On 2018-08-23 12:39, Vadim Zeitlin wrote:
> On Thu, 23 Aug 2018 00:48:49 +0000 Greg Chicares <address@hidden> wrote:
[...]
> GC>         :html_{html}
> GC> is perfectly fine, and needn't be changed to something like this:
> GC>         :html_(html)
> GC> , right? Sure, I don't see any objection to that.
> 
>  I thought we already agreed that "{html}" was fine, so the question was
> rather whether you agreed that its advantage was sufficient to justify
> changing the existing code and replacing all "(html)"s with "{html}".
> You seem to have already answered it affirmatively below, but let me just
> show what kind of changes I'm speaking about:
> 
>       https://github.com/vadz/lmi/compare/uniform-init?expand=1

That looks great.
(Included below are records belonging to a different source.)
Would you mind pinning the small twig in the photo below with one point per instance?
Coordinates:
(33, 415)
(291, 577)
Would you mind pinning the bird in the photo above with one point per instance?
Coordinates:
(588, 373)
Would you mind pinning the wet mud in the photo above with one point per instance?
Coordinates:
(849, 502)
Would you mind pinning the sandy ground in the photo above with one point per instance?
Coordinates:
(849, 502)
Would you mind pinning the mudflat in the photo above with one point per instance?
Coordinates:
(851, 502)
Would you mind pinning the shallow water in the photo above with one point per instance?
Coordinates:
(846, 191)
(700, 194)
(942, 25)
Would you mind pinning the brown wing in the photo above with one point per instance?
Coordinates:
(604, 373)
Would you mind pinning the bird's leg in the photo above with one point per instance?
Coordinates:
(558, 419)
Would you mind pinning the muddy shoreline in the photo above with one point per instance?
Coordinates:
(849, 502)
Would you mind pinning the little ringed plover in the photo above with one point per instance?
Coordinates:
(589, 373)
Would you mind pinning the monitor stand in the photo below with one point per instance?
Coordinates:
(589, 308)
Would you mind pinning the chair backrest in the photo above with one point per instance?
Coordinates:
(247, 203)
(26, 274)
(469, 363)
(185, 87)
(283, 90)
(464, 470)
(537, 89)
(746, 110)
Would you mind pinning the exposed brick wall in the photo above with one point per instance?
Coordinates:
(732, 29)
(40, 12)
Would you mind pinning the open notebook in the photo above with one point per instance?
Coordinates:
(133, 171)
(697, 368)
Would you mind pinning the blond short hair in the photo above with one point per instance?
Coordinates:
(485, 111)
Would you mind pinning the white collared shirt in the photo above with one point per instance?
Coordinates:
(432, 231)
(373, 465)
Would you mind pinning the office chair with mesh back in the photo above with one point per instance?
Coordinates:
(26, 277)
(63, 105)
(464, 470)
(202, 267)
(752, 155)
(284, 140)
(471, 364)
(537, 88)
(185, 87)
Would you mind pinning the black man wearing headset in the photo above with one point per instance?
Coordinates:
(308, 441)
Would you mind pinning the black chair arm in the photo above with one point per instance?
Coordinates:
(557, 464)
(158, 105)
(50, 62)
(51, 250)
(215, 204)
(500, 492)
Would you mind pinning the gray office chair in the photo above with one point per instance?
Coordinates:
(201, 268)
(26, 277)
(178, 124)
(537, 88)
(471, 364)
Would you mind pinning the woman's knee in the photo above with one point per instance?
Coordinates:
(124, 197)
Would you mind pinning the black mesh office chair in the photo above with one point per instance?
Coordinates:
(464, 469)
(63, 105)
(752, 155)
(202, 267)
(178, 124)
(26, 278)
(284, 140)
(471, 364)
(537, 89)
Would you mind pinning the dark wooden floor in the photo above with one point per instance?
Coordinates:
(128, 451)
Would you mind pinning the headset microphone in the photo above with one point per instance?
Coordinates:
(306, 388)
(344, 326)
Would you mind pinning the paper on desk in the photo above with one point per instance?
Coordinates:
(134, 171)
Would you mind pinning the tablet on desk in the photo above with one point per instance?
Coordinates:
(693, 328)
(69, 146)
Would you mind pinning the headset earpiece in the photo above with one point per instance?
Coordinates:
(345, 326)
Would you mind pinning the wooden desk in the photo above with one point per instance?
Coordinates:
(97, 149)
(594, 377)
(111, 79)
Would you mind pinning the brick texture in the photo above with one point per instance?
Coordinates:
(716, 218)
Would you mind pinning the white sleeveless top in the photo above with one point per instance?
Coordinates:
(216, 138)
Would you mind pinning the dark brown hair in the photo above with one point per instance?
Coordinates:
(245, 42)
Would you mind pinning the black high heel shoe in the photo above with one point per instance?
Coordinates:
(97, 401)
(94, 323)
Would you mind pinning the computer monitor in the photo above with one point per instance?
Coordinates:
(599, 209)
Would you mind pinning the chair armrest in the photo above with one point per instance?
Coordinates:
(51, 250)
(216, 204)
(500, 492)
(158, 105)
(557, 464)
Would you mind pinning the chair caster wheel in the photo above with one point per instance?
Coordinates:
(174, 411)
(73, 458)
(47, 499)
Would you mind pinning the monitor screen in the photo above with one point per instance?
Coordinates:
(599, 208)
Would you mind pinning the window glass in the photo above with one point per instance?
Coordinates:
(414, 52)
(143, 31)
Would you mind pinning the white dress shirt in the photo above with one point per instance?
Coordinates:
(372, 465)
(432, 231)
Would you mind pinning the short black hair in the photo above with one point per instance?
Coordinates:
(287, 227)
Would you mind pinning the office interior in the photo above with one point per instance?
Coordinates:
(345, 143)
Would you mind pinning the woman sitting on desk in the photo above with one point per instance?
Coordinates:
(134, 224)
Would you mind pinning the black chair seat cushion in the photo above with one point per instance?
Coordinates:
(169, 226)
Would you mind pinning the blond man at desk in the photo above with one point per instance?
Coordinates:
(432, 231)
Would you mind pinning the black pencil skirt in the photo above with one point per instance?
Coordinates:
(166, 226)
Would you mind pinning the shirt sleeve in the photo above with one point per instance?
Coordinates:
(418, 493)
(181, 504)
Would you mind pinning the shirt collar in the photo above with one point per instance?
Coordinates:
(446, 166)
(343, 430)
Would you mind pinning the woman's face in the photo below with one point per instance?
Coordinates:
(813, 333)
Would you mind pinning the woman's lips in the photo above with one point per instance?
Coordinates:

The only thing I'd change is whitespace, e.g.:

-        :image_{image}
-        ,src_{src}
-        ,scale_factor_{scale_factor}
+        :image_        {image}
+        ,src_          {src}
+        ,scale_factor_ {scale_factor}

to facilitate reading it as two columns.

[quoting out of order for clarity]
>  OK, I'll extend the Github commit shown above to cover all the files then.
> Just a word of warning: it would be best to apply it relatively quickly, as
> such global changes will very quickly get out of date and result in
> conflicts if you try to apply it later. Would you be ready to apply such
> (mostly purely mechanical) patch now? If not, please let me know and I'll
> delay it.

Yes, I stand ready to do that, with only these qualifications:

- I'll be unavailable for about twenty-four hours in the next
seventy-two due to a family obligation.

- I'm working intensively on these files:
    report_table*.?pp wx_table_generator.?pp
and would prefer to modify those myself in order to avoid a merge.

>  It only won't work if there is a narrowing conversion. In this case we can
> still perform the conversion explicitly or try to get rid of it. And either
> would be an improvement compared to an implicit conversion IMHO.

Any narrowing conversions might pose unexpected challenges, but
AFAICS that's only if they reveal unrecognized implicit conversions,
which may reasonably be regarded as defects anyway.

> GC>     -    std::vector<int> const expected = {3, 4, 5};
> GC>     -    BOOST_TEST(widths(v) == expected);
> GC>     +    BOOST_TEST(widths(v) == std::vector<int>({3, 4, 5}));
> GC>     but writing the parentheses that the preprocessor then requires is
> GC>     too high a price to pay.
> 
>  It should be possible to avoid the extra parentheses with the variadic
> macros, shouldn't it?

Maybe I'm missing something good, but I haven't tried to learn anything
about preprocessor improvements since approximately C89.

> GC> +    // Set boolean vectors so that some columns get none.
> GC> +    BOOST_TEST(std::vector<int>({0, 5, 0}) == apportion({0, 1, 0}, 5));
> GC> 
> GC> where '({})' didn't seem "too high a price to pay". In the former case,
> GC> I thought it was a preprocessor workaround, hence distasteful. In the
> GC> latter case, I thought it was a C++ language requirement, hence tasteful.
> 
>  I must be missing something, but why did you think this in the latter
> case?

Insufficient time to study--no other reason.